The stunning new colour illumination of popular tourist destination, the Niagara Falls is managed by a theatrical control system from Philips Lighting.
Considered the world’s most famous waterfalls and located on the border of US and Canada, the Niagara Falls recently upgraded the existing Xenon illumination as part of the Niagara Falls Illumination Enhancement Project utilising two Philips Strand Lighting NEO consoles – used widely in theatrical lighting – to control 1,400 third-party colour LED luminaires. Grouped in 350 controllable zones, the luminaires enable lighting effects such as sunrise, sunset and the Aurora Borealis, to be played on the water cascading over the falls every second.
A key objective of the Niagara Falls Illumination Board was to enhance the visitor experience as well as gain energy efficiencies and longevity from the LED lighting. The $4-million upgrade of the previous Xenon lighting system will provide a 60% energy saving while the crisp, clear illumination will be up to 4-14 times brighter than the original system based on which of the 18,000 available colours are being projected.
The LED lighting project was implemented by a consortium of companies comprising of ECCO Electric Ltd, Salex Inc., Mulvey & Banani Lighting Inc., Sceneworks and Stanley Electric.

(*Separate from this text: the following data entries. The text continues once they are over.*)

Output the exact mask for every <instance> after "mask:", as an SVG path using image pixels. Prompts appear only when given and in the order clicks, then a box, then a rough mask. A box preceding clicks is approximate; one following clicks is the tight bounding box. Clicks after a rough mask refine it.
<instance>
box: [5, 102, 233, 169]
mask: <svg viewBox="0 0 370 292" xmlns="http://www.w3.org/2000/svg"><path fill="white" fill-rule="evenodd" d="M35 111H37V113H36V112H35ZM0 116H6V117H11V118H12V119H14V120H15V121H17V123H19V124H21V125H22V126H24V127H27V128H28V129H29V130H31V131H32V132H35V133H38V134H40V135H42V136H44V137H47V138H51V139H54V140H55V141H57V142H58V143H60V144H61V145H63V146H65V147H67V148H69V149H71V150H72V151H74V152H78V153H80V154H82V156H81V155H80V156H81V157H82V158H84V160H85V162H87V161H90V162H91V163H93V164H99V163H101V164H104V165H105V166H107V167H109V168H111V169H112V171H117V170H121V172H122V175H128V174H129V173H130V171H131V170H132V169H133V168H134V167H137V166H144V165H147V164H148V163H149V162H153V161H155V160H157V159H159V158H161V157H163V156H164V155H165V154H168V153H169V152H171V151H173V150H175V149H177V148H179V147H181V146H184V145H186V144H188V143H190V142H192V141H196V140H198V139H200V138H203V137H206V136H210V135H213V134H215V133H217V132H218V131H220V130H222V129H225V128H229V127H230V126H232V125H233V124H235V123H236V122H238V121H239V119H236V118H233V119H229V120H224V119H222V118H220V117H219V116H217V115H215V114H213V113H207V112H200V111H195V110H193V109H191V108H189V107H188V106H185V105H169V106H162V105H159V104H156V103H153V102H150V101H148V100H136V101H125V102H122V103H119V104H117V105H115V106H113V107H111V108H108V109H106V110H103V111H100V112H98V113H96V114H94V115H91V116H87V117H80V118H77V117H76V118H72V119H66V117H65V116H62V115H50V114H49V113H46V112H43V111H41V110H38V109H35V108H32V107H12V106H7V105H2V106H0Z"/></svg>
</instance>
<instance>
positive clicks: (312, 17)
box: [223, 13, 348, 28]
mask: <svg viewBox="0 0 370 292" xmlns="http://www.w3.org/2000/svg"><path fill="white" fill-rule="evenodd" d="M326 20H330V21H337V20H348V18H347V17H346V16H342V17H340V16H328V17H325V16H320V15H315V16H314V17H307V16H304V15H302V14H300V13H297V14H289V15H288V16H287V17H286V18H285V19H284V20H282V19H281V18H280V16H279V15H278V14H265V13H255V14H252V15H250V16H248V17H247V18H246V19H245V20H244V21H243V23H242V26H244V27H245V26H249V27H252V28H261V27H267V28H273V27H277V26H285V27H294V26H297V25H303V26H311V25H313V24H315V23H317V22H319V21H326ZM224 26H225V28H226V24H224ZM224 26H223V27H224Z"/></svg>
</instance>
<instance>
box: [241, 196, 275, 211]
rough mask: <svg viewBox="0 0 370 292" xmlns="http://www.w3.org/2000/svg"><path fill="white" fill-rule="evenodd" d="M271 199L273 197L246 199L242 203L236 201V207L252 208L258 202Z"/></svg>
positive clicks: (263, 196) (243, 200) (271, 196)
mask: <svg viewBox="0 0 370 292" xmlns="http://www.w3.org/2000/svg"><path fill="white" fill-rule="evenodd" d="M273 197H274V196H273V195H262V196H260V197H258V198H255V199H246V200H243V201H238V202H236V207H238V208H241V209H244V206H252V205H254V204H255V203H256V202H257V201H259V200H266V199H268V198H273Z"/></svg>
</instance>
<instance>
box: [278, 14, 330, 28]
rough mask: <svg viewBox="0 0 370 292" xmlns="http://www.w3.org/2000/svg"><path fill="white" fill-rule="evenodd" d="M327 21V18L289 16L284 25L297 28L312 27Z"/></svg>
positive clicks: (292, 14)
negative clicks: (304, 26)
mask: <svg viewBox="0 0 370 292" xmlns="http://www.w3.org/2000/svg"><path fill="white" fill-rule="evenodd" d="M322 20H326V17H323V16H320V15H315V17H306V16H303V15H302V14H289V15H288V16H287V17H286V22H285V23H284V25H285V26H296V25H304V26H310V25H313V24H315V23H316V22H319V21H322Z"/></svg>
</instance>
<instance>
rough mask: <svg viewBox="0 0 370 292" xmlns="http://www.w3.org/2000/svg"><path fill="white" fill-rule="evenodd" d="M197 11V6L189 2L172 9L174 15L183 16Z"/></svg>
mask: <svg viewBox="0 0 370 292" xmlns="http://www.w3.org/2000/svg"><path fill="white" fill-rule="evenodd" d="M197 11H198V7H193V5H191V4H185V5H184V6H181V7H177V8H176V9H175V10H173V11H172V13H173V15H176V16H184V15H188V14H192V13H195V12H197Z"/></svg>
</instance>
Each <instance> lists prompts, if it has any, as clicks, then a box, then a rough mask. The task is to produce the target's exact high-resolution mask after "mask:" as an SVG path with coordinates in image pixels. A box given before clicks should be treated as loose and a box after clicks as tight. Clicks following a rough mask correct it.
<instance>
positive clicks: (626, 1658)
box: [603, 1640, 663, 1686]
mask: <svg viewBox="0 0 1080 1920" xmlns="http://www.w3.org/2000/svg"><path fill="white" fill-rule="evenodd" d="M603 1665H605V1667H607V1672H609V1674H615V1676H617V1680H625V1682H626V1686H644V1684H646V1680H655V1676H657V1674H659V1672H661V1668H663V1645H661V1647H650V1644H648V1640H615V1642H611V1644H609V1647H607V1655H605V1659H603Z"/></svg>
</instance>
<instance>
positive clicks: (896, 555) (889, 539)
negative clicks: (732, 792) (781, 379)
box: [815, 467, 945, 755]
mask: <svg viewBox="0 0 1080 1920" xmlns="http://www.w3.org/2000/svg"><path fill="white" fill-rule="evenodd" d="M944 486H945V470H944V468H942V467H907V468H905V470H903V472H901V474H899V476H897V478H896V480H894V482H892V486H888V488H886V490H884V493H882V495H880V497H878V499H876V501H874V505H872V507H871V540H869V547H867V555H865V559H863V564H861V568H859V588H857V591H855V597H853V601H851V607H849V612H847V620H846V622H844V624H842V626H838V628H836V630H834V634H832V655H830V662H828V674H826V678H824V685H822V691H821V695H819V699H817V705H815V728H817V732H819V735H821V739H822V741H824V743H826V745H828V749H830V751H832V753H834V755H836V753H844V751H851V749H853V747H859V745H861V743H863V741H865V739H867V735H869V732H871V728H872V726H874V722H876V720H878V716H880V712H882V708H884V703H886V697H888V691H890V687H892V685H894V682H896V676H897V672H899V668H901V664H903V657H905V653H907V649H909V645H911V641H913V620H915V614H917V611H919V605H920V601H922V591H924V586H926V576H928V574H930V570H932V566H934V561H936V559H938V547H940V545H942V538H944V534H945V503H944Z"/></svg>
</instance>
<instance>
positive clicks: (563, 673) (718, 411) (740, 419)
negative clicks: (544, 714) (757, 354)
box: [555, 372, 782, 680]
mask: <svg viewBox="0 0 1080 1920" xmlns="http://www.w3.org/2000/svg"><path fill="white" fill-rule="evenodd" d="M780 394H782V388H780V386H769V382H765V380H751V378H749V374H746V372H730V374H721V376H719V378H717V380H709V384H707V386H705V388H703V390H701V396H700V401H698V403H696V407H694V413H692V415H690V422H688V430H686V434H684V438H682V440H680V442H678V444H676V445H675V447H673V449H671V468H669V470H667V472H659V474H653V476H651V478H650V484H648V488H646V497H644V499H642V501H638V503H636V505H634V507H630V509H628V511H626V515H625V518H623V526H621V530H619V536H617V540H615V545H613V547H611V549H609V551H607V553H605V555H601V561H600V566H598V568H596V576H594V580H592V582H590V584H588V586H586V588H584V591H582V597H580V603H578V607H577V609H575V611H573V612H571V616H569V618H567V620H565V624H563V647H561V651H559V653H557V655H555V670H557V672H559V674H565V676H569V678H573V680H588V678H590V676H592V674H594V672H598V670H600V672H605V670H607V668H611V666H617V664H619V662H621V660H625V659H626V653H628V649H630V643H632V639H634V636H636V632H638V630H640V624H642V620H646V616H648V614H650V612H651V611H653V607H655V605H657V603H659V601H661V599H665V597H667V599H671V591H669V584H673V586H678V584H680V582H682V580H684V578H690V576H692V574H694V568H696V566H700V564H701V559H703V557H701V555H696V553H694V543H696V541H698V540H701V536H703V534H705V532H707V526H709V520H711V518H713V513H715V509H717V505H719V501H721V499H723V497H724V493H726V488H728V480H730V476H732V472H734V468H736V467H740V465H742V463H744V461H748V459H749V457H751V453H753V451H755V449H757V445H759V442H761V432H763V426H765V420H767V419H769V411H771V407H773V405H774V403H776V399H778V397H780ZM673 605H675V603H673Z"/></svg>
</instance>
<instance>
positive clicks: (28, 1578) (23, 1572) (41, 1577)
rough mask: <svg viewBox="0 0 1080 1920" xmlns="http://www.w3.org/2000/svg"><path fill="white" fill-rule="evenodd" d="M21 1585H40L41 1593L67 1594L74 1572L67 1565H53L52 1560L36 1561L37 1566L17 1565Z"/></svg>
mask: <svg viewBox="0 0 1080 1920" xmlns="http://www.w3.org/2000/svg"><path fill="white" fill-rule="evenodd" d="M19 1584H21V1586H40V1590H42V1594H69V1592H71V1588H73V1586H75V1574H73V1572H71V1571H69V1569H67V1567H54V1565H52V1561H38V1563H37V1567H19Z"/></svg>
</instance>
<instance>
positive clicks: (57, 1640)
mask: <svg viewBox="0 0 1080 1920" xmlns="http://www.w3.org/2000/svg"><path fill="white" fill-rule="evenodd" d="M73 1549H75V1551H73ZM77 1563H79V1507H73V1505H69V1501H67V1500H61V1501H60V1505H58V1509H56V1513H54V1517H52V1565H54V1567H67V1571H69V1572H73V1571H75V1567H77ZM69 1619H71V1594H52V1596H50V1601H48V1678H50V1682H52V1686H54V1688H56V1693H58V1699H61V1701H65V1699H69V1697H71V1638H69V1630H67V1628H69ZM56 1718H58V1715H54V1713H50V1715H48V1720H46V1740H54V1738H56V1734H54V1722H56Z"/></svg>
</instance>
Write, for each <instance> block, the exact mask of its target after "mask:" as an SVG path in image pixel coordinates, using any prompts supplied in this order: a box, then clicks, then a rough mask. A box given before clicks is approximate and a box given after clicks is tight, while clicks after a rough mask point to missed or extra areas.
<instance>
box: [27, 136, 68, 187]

Describing the project as challenging and ambitious, Colin Kavanagh, General Manager of Philips Entertainment Lighting said the beautiful night-time spectacle underlined the dependability and flexibility of their lighting control systems and software to do more than just stage shows and concerts.
Elaborating on their choice of Philips Strand Lighting NEO consoles, Alan McIntosh, Senior Lighting Designer at Mulvey & Banani Lighting said they knew at the outset they would need a robust theatrical lighting controller with an effects engine capable of producing the natural, fluid moments.
Ron Foley of Sceneworks, who recommended the Philips Strand Lighting NEO consoles, said they were confident about the suitability of the NEO for the unique requirements of this monumental project. Key requirements included individual DMX control of the fixtures and a simple touch screen operator interface to allow volunteer operators to manage the display without the need to train on the console.
Philips Entertainment Lighting designed custom software features to further improve the efficiency and the ease of programming of the NEO console.